Canada was one of 14 countries asked to search their historical records for any documents that could help solve the riddle of the plane crash that killed Mr. Hammarskjold in 1961 while he was on a peace mission in Congo.
For decades, there have been unconfirmed allegations that the Swedish diplomat was deliberately killed by attackers who shot down his chartered DC-6 near Ndola in what is now Zambia. Fifteen others also died in the crash.
Rumours have swirled around the crash because of the lucrative Western mining interests in Katanga, a mineral-rich region near Ndola where Western-backed insurgents were fighting to secede from newly independent Congo. At the time of the crash, the UN chief was trying to negotiate a ceasefire to end the secession attempt.
In a 95-page report this week, the head of a UN-appointed investigation said it “appears plausible” that the plane crash might have been caused by “an external attack or threat.”
The investigator, former Tanzanian chief justice Mohamed Chande Othman, complained that four countries – Britain, the United States, South Africa and Russia – had failed to provide any substantial response to his requests for information from their intelligence and security archives.
He said Britain, South Africa and the United States are almost certainly holding “important undisclosed information” about the plane crash, including intelligence reports and intercepted communications. This information could be the “missing link” in the mystery, he said.
At least one of these countries tried to persuade earlier inquiries to reach a conclusion of “pilot error,” Mr. Othman said, without specifying the country.
Because of the lack of a response from the four countries, he requested more time to complete his investigation.
Canada was among the countries that Mr. Othman praised for co-operating with the investigation by appointing senior officials to pore over their historical records.
The Canadian research uncovered a 1961 report from Canadian diplomats at the UN, stating that an airplane had been spotted at Ndola with three mercenaries on board. The mercenaries, who had previously been expelled from Katanga, were reportedly on their way from South Africa to Katanga. When questioned about this, local authorities had “given apparent disinformation regarding its passengers,” according to Mr. Othman’s report, quoting the Canadian information.
The same Canadian document cited reports that two mercenaries, British and Belgian citizens, were in Ndola around the same time.

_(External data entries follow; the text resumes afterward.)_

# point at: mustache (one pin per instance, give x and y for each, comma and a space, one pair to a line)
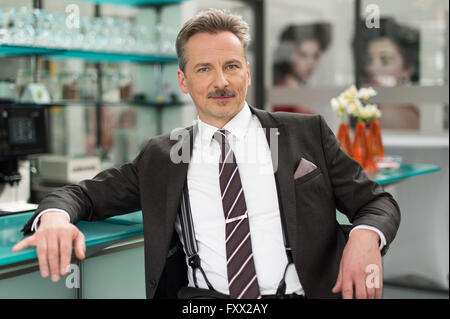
221, 93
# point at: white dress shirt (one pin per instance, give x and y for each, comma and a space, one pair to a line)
249, 144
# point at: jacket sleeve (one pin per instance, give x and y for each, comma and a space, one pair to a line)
362, 200
114, 191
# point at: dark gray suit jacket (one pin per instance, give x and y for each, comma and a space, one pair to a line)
153, 183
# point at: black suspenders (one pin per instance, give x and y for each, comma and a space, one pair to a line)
191, 248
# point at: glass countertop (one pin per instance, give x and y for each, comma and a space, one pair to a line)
99, 232
403, 172
130, 225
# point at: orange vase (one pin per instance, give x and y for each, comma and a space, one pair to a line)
344, 138
360, 150
374, 139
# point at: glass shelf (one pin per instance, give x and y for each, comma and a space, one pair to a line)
135, 3
95, 56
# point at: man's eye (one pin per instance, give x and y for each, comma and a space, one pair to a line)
232, 66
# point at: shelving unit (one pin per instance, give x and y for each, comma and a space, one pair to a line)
91, 56
99, 58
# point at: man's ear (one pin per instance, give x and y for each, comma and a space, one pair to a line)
182, 82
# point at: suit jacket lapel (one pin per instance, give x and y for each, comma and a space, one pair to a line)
177, 173
277, 138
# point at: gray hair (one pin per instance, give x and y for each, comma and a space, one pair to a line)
211, 21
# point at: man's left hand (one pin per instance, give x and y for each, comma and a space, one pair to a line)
360, 270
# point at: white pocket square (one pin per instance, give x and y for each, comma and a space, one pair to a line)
304, 167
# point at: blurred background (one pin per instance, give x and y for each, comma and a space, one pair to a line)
101, 75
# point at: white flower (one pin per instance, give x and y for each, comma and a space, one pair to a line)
351, 93
370, 112
354, 108
366, 93
339, 104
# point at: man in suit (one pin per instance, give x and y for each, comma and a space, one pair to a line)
241, 214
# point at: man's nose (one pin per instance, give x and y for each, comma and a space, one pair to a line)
220, 80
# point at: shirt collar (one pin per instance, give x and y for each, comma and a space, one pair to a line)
237, 126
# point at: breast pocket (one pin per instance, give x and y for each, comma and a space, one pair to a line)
305, 178
313, 193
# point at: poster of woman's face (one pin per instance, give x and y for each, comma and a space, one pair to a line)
298, 53
390, 54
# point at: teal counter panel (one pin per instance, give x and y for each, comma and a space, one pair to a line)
99, 232
33, 286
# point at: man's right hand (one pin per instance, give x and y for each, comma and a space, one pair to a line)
53, 241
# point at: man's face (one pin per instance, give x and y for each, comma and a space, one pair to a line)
216, 76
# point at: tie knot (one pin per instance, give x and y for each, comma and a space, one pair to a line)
220, 136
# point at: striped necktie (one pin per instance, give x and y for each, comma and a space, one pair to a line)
242, 280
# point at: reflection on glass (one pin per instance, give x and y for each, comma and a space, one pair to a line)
36, 27
390, 58
298, 56
299, 53
390, 54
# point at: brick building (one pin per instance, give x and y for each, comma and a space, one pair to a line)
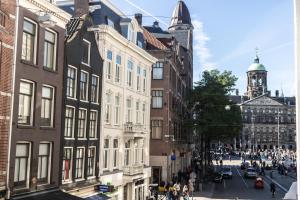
7, 32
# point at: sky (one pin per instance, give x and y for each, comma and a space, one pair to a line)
227, 32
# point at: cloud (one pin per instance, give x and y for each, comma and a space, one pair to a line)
201, 51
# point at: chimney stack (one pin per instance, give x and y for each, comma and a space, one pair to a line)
139, 18
81, 7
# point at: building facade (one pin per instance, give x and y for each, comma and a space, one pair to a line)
171, 82
7, 39
82, 104
268, 121
36, 117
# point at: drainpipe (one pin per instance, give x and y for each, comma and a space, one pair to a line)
12, 96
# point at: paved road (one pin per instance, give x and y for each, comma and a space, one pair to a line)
240, 188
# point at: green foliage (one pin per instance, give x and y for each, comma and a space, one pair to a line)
209, 100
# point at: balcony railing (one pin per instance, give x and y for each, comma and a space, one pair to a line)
133, 170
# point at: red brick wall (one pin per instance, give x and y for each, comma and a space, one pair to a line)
7, 9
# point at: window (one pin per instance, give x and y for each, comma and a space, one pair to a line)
22, 164
128, 114
93, 124
47, 106
106, 153
50, 50
84, 86
129, 73
115, 156
158, 71
94, 89
79, 163
67, 164
108, 108
81, 123
138, 79
86, 52
137, 108
91, 161
144, 114
25, 113
109, 65
156, 129
144, 80
44, 162
127, 154
71, 82
117, 71
29, 41
117, 110
69, 122
157, 98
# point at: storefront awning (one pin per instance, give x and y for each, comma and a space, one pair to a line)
98, 197
53, 195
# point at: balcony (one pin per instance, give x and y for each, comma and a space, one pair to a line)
133, 170
134, 130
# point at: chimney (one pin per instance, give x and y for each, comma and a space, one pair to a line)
277, 93
156, 24
81, 7
139, 18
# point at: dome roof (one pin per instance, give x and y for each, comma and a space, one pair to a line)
181, 15
256, 66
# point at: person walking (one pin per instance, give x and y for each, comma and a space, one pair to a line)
273, 189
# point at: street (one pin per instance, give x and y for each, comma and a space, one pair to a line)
241, 188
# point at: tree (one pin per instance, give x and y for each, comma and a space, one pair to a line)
209, 100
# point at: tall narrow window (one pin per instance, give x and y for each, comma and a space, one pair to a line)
50, 50
129, 113
94, 89
129, 73
44, 162
29, 41
157, 98
93, 124
109, 65
84, 86
69, 122
91, 161
106, 153
144, 80
138, 78
118, 68
81, 123
156, 129
137, 115
67, 164
157, 73
25, 113
79, 163
86, 48
115, 156
71, 82
117, 110
108, 108
47, 106
22, 166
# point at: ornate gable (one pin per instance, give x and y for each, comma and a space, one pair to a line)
263, 100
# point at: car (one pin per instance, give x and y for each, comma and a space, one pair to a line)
226, 172
259, 183
250, 173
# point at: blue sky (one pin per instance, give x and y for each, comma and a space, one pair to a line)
228, 31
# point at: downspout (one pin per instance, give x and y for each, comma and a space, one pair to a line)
12, 95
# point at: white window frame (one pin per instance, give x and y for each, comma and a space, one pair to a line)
52, 106
75, 85
32, 101
89, 52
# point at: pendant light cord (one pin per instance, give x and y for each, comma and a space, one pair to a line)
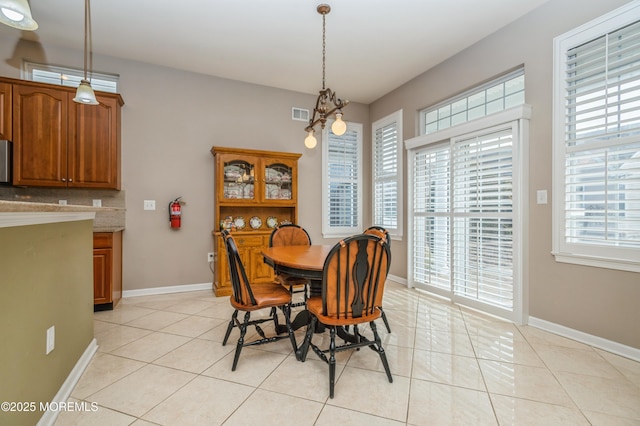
324, 15
88, 55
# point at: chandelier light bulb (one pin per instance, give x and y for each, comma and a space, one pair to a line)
12, 14
17, 14
310, 141
85, 94
339, 127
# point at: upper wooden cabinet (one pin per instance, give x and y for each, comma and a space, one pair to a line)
256, 190
5, 111
60, 143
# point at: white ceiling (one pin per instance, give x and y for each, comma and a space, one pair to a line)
372, 46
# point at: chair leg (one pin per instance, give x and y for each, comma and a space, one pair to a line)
380, 350
240, 344
304, 348
384, 318
332, 361
287, 318
234, 319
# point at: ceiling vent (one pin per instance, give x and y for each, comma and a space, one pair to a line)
299, 114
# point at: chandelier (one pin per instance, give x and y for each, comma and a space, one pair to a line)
327, 103
17, 14
85, 94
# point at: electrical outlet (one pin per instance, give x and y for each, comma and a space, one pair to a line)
51, 339
541, 196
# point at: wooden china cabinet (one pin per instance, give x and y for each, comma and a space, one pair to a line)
254, 191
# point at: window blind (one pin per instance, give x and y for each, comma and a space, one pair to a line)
431, 217
385, 176
483, 218
463, 218
343, 180
602, 141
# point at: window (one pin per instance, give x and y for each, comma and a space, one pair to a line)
68, 76
596, 142
497, 95
387, 173
465, 213
342, 182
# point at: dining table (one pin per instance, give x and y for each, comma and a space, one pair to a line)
303, 262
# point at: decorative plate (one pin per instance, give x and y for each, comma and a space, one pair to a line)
255, 222
272, 221
239, 222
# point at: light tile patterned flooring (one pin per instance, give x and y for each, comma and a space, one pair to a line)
160, 361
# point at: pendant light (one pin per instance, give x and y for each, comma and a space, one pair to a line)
85, 94
17, 14
323, 108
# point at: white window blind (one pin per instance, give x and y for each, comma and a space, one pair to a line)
499, 94
432, 217
483, 218
465, 213
70, 77
387, 173
342, 207
597, 143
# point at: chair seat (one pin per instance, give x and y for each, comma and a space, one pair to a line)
266, 296
288, 280
314, 305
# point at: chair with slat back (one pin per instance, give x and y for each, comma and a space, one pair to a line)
353, 282
291, 235
382, 233
248, 298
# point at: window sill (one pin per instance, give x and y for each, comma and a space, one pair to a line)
597, 262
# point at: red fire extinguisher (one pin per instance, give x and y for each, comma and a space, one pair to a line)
175, 213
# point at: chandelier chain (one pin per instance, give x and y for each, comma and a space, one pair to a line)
324, 15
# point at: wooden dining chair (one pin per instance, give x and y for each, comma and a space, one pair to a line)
291, 235
353, 282
248, 298
382, 233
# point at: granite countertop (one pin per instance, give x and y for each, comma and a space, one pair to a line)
107, 219
27, 206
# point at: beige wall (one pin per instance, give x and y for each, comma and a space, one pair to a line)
597, 301
46, 279
170, 121
172, 118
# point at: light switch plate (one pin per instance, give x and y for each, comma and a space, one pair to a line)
541, 196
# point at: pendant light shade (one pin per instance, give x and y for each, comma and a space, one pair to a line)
17, 14
85, 94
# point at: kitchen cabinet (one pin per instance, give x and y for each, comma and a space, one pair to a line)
5, 111
60, 143
254, 191
107, 270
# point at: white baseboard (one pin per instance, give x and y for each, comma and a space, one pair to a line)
167, 290
49, 417
396, 279
598, 342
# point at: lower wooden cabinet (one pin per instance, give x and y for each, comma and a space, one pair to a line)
250, 249
107, 270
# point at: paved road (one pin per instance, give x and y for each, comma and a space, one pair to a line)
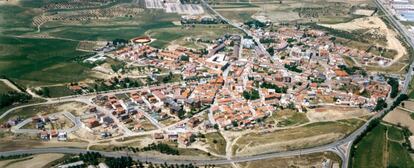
340, 147
163, 160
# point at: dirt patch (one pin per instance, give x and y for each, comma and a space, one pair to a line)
335, 113
377, 26
294, 138
40, 160
400, 117
311, 160
76, 108
9, 2
363, 12
289, 144
409, 105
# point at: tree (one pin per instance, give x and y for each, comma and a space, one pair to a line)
381, 104
393, 82
216, 126
271, 51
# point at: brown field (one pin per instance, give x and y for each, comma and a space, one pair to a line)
335, 113
310, 135
40, 160
376, 26
400, 117
409, 105
327, 11
9, 144
312, 160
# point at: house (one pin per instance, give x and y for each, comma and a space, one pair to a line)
44, 135
158, 136
193, 122
62, 136
92, 123
185, 138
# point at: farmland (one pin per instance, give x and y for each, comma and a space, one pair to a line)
295, 138
325, 11
28, 53
312, 160
377, 149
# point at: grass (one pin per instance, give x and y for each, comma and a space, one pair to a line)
369, 151
60, 91
376, 151
166, 36
398, 156
334, 130
310, 160
41, 60
288, 118
395, 134
32, 101
27, 112
4, 88
216, 143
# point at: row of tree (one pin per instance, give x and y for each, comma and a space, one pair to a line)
12, 97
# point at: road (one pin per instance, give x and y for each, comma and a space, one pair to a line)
405, 33
340, 147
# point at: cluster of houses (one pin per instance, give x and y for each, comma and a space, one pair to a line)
308, 71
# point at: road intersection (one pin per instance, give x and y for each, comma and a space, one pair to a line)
341, 147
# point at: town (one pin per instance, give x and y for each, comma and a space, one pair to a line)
217, 90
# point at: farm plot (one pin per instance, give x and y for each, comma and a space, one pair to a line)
295, 138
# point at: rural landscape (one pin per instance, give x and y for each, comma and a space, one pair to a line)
207, 83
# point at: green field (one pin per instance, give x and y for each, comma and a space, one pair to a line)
216, 143
42, 60
4, 88
32, 61
322, 11
395, 134
376, 151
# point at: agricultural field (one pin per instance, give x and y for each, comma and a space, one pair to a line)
40, 160
306, 136
287, 117
379, 39
382, 147
400, 117
35, 43
4, 88
323, 11
312, 160
31, 111
216, 143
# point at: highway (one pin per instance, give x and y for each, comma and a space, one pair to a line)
340, 147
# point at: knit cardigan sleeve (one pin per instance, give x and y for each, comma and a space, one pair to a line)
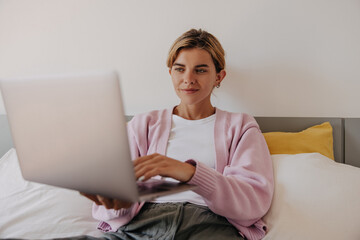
241, 186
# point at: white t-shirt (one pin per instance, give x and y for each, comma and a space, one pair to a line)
190, 139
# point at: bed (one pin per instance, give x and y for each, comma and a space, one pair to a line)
317, 186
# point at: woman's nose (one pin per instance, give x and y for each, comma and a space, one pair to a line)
189, 78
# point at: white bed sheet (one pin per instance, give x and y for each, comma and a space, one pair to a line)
36, 211
315, 198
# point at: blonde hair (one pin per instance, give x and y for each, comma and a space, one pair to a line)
198, 39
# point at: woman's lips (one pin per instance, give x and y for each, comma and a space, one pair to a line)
189, 90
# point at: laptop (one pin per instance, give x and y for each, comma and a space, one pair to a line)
70, 131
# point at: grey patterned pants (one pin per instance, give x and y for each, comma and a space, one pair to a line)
178, 221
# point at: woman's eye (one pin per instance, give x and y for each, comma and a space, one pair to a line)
200, 70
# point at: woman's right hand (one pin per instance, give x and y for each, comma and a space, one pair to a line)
108, 203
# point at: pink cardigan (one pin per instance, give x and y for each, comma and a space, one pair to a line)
240, 187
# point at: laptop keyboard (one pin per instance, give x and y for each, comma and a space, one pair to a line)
155, 185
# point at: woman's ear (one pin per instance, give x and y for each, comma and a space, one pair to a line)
220, 76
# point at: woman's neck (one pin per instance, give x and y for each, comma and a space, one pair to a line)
194, 112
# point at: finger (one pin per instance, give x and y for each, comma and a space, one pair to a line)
121, 204
108, 203
91, 197
143, 159
149, 170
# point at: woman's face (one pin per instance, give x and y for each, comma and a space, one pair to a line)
194, 76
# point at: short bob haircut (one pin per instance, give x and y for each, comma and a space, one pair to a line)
198, 39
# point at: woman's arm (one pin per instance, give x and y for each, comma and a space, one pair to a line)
243, 192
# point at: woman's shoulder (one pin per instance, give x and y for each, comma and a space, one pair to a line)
236, 118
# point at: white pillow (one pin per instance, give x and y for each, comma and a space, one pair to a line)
315, 198
36, 211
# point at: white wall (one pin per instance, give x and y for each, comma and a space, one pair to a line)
284, 57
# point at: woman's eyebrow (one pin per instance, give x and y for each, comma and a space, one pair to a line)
197, 66
178, 64
202, 65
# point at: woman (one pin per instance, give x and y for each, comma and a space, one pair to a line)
223, 153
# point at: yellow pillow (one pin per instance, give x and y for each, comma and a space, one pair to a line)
318, 138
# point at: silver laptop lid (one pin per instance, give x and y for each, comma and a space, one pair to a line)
69, 127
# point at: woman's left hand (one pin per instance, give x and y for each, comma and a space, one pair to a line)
156, 164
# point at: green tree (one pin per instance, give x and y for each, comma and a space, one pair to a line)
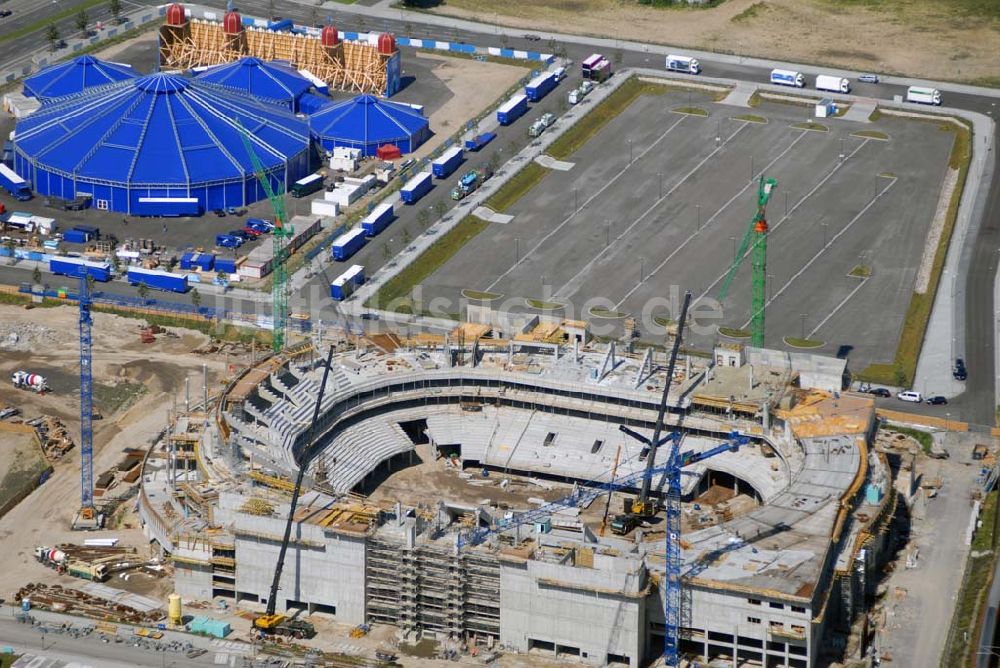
52, 35
81, 21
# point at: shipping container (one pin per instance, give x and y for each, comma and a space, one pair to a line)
157, 279
540, 86
512, 109
345, 284
348, 244
12, 182
76, 267
449, 161
167, 206
378, 219
416, 187
479, 141
307, 185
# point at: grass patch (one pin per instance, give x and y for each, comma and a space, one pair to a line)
871, 134
975, 588
601, 312
516, 187
861, 271
601, 115
480, 295
543, 305
691, 111
734, 333
796, 342
813, 127
911, 339
397, 289
751, 12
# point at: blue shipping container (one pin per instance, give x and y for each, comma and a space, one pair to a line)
75, 267
378, 219
348, 244
416, 187
447, 163
512, 109
479, 141
158, 280
540, 86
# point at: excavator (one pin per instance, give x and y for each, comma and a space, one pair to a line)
273, 623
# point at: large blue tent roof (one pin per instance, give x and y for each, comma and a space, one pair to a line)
74, 76
160, 129
368, 120
273, 81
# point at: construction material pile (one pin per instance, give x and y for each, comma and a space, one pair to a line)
73, 601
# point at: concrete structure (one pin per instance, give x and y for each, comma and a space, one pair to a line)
771, 573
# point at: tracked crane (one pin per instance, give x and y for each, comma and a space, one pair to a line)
757, 235
282, 233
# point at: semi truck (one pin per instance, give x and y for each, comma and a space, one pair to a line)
448, 162
76, 267
14, 184
684, 64
348, 244
788, 78
920, 95
345, 284
416, 188
833, 84
540, 86
378, 219
158, 279
512, 109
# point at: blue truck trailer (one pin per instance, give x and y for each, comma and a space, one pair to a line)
540, 86
416, 187
449, 161
512, 109
479, 141
348, 244
346, 283
157, 279
12, 182
167, 206
378, 219
76, 267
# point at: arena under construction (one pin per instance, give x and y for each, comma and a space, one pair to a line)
423, 444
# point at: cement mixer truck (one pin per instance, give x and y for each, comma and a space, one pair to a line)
25, 380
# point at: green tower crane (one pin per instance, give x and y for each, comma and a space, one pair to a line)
757, 235
282, 233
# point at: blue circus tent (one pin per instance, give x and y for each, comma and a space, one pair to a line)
366, 122
275, 82
74, 76
159, 136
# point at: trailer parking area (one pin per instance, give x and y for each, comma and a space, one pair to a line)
658, 202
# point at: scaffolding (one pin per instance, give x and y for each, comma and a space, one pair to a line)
348, 66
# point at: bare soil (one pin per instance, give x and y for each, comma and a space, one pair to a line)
919, 38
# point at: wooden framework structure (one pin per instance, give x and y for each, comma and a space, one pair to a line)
348, 66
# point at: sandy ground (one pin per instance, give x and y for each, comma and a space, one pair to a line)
919, 38
474, 86
44, 517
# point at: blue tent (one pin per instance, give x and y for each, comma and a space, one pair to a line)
276, 82
367, 122
74, 76
159, 136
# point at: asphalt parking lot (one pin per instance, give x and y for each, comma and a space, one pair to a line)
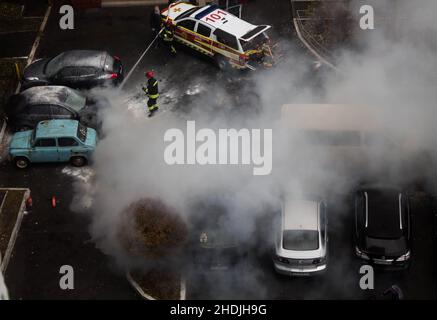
52, 237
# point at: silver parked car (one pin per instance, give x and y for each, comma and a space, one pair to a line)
301, 239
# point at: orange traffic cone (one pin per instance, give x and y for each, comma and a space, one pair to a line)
54, 202
29, 203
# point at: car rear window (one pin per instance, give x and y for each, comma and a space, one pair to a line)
81, 132
54, 65
109, 64
252, 32
300, 240
67, 142
383, 214
75, 100
386, 247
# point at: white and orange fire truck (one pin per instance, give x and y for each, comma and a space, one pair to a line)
229, 40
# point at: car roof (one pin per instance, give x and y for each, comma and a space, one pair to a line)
81, 58
230, 23
300, 214
56, 128
46, 95
383, 212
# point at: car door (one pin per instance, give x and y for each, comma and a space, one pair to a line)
203, 38
44, 150
323, 224
61, 112
67, 76
67, 146
87, 77
37, 113
185, 31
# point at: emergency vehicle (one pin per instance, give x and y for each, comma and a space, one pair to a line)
229, 40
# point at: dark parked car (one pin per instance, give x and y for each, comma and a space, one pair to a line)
26, 109
382, 226
215, 241
75, 69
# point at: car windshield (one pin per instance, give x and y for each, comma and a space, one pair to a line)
75, 100
54, 65
186, 13
300, 240
387, 247
109, 64
255, 42
81, 132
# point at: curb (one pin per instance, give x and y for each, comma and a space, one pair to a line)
307, 45
138, 288
132, 3
14, 235
146, 296
2, 133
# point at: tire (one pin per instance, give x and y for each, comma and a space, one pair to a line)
24, 128
21, 162
222, 63
78, 161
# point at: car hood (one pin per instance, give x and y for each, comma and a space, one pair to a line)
36, 69
91, 138
21, 140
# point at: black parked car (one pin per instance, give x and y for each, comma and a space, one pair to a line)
215, 242
382, 226
76, 69
26, 109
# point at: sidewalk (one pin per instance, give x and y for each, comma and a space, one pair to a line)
12, 206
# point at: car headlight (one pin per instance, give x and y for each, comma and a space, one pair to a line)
319, 260
360, 253
404, 257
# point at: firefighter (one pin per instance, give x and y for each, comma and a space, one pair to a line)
168, 37
152, 93
267, 56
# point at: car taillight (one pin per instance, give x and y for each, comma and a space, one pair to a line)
283, 260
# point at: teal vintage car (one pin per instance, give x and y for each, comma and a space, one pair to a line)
53, 141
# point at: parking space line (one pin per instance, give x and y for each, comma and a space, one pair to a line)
40, 32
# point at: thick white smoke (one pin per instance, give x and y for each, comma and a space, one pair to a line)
395, 74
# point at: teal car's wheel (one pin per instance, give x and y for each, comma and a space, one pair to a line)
21, 162
78, 161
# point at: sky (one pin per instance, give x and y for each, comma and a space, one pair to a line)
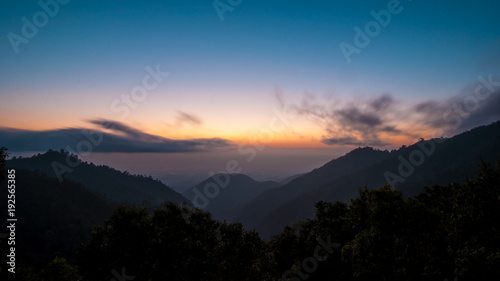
191, 80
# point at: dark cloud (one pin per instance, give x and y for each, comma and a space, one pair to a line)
129, 141
353, 141
368, 122
381, 103
353, 117
185, 118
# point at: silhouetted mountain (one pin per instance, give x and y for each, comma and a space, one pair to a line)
53, 217
352, 162
113, 184
233, 192
444, 160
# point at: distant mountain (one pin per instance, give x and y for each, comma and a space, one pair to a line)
113, 184
234, 191
256, 210
437, 161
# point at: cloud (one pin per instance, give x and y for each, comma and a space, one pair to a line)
353, 141
129, 140
185, 118
377, 121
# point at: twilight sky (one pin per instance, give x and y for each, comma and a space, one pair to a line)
184, 77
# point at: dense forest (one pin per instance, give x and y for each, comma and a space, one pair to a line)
447, 232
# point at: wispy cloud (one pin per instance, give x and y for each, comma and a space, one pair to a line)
378, 121
123, 139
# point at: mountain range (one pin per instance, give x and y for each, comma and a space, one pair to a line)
269, 206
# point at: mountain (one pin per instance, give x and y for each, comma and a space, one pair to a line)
436, 161
356, 160
114, 185
224, 194
54, 217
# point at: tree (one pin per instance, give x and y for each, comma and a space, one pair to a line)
3, 157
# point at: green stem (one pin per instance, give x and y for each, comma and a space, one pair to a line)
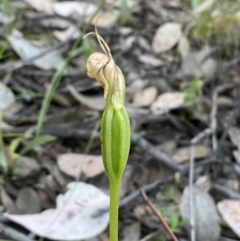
114, 203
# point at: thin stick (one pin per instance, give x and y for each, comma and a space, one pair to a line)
158, 215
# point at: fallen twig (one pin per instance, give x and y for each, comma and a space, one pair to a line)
158, 215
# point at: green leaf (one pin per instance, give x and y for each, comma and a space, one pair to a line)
168, 193
39, 140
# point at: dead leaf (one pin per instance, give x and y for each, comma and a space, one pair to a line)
27, 50
7, 97
230, 211
75, 9
146, 96
166, 102
183, 154
72, 164
73, 217
71, 32
107, 19
166, 37
45, 6
206, 217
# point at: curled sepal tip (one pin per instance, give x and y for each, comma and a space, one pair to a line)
102, 67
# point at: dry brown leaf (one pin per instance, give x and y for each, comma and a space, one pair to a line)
26, 50
72, 164
45, 6
207, 224
71, 32
183, 154
230, 211
72, 219
150, 60
166, 102
107, 19
166, 37
146, 96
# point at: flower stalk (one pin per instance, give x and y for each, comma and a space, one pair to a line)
115, 125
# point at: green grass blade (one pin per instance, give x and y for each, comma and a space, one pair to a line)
58, 74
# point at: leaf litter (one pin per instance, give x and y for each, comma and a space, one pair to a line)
160, 50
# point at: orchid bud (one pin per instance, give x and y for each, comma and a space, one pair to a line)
115, 125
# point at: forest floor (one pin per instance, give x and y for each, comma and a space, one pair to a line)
181, 62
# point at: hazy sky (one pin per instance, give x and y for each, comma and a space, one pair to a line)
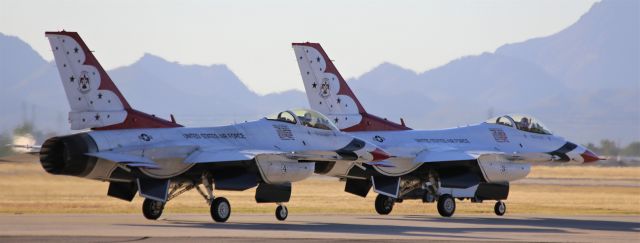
253, 37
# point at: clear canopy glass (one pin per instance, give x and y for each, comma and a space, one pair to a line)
522, 123
305, 117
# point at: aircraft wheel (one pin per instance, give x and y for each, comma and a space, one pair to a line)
282, 212
220, 209
152, 209
384, 204
446, 205
500, 208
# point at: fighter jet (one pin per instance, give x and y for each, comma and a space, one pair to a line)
161, 159
475, 162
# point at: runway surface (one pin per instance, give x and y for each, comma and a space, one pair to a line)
316, 228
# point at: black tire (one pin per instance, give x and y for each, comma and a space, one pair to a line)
500, 208
384, 204
220, 209
282, 212
152, 209
446, 205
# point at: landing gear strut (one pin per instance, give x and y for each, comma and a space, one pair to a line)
384, 204
152, 209
282, 212
446, 205
500, 208
220, 209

One of them was British mercenary Richard Browne, who was attempting to enter Katanga.
The investigation also uncovered correspondence between a Canadian diplomat and a British diplomat, just a few days after the plane crash, in which the two diplomats agreed that British mining companies may have been “clandestinely” exerting pressure in the region.
Mr. Othman, in his report, said the Western mining interests in Katanga may have been “pivotal.” Commenting on the Canadian correspondence, he said: “Although the United Kingdom strongly denied allegations of any involvement in the death of Hammarskjold, the apparent admission of the influence that British commercial interests had on Katanga policy is an important sphere for further searches.”
In a statement this week, UN Secretary-General Antonio Guterres said the investigation had found “new information about possible causes of the crash.”
Among the discoveries, he said, was information about “the capacity of the armed forces of Katanga or others to have staged a possible attack against the Secretary-General’s plane” and “the presence in the area of foreign paramilitary, including pilots, and intelligence personnel.”
Mr. Guterres said the investigation “will need to continue with renewed urgency.”
He is “deeply committed to doing everything to support the search for the truth,” he said. “We owe this to Dag Hammarskjold and the members of the party accompanying him.”